Paul Robinson (Stefan Dennis) purchases PirateNet and turns it into a commercial radio station. Zeke is unhappy at having to promote products on air. Zeke meets Mia again when he does community service. Mia tries to set him up as the ring leader of the animal activist group, but Zeke finds out about her plan and plants the evidence on her. When Paul sells PirateNet to the school, Zeke helps teach the students how to use the equipment. Zeke feels left out of Donna and Ringo's wedding preparations and Declan allows him to take over the planning of the bucks night. Zeke is devastated when Ringo later dies in an accident and tells Donna that Ringo applied to a New York fashion school on her behalf. He encourages her to go. Zeke tries to flirt with new neighbour Jade Mitchell (Gemma Pranita) and she tells him that Sophie Ramsay (Kaiya Jones) has a crush on him and that he needs to talk to her about it because she is younger than he is. After getting some advice from Declan and Toadie, Zeke tells Sophie that nothing will ever happen between them, upsetting her. Zeke begins co-hosting a radio show with Summer Hoyland (Jordy Lucas). After gaining the opportunity to study at the London School of Economics, Zeke leaves Erinsborough.

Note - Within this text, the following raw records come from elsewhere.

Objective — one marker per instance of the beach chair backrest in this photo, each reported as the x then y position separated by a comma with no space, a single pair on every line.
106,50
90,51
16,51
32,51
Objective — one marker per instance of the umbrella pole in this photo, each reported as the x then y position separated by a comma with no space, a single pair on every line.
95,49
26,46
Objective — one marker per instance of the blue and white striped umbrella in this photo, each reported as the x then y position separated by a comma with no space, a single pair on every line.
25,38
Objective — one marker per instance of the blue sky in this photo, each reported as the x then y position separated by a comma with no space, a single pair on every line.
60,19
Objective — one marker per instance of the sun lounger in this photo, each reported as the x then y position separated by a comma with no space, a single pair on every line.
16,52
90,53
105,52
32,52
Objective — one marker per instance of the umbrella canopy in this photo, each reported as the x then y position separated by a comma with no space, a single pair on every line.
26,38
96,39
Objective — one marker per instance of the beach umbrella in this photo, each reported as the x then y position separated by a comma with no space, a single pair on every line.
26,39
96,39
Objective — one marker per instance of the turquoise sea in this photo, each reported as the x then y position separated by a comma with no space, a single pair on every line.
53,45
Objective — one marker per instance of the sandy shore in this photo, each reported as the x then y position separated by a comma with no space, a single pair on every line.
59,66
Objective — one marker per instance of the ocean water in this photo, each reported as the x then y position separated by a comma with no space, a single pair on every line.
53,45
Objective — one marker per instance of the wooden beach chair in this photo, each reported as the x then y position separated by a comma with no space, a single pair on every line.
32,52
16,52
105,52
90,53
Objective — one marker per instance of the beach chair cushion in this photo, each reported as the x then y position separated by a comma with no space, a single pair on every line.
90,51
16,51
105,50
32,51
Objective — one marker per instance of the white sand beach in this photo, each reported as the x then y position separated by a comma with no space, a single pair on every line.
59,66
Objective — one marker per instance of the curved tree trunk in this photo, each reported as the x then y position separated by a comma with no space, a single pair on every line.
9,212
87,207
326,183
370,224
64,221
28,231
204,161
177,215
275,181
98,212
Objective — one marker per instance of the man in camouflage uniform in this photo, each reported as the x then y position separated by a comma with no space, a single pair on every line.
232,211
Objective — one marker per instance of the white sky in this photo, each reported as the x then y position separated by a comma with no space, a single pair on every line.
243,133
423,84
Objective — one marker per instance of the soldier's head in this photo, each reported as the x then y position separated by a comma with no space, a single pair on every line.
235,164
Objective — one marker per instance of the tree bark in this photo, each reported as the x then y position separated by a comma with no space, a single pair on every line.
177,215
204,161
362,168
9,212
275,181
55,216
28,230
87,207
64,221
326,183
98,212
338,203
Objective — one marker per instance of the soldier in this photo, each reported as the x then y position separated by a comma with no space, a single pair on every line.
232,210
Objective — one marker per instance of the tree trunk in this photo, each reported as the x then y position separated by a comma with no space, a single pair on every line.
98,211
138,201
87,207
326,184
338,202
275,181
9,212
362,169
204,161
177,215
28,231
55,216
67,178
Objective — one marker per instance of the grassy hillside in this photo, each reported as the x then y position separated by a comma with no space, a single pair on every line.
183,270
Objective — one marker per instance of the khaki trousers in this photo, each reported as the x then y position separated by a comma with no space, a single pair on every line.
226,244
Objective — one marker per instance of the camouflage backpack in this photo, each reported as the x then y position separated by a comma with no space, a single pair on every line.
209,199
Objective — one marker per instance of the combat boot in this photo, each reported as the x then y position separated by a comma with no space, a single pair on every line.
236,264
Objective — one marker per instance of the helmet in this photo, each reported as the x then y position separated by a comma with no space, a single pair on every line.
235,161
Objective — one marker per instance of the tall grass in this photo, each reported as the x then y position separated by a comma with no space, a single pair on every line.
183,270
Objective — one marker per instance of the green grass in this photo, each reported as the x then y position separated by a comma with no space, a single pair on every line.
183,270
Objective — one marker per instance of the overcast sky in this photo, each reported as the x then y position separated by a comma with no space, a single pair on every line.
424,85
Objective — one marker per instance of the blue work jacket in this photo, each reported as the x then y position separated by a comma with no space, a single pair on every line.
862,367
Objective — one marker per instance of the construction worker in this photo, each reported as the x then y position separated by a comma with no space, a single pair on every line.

Three years later, Zeke returns to Erinsborough to catch up with Susan and Karl, and surprise Kate Ramsay (Ashleigh Brewer) on her birthday. He is devastated when she is shot and dies. When Zeke begins acting strangely, Karl becomes determined to find out what is going on. After seeing Zeke with another guy, Karl suspects Zeke might be gay. Zeke sits Karl and Susan down to tell them that he has met someone, a girl, and they are getting married that same day. Zeke explains that his visa is running out and by getting married, he will be able to stay in England permanently. His fiancée, Victoria (Sophie Emberson-Bain), arrives to meet with Karl and Susan, who give the pair their blessing. Zeke and Victoria then marry and return to London after the ceremony.

==In other media==
In 2009, Neighbours became the first Australian series to establish Twitter accounts for its characters. Zeke was one of four characters to have an account set up, with the others being Declan, Donna and Ringo. They began sending daily updates to their fans, which are "complementary to the show's on-air storylines". FremantleMedia Enterprises vice-president of licensing Ben Liebmann said, "We thought it was a really great way to continue or allow the audience to engage with the Neighbours world off-screen". The messages are overseen by the Fremantle digital team, which is integrated with the story department of the Neighbours production team.

==Reception==
For his portrayal of Zeke, Werkmeister was nominated for Best Young Actor at the 2008 Inside Soap Awards. Conrad Walters from The Sydney Morning Herald branded the character "Zeke the Freak". Ruth Deller from entertainment website Lowculture profiled Zeke in one of her monthly columns featuring popular and unpopular soap opera characters. She called him irritating stating, "I have often stuck up for Zeke in the past whilst others have derided him. After all, losing both parents at a young age and having Katya, Rachel and Libby for sisters seem fairly good reasons for him acting like an arse. I don’t even mind the OCD storyline, though I suspect I'm in a minority there. However, even I have to concede that he's been acting like a twat lately, and mooning over Sunny, of all people, is not going to win me back around."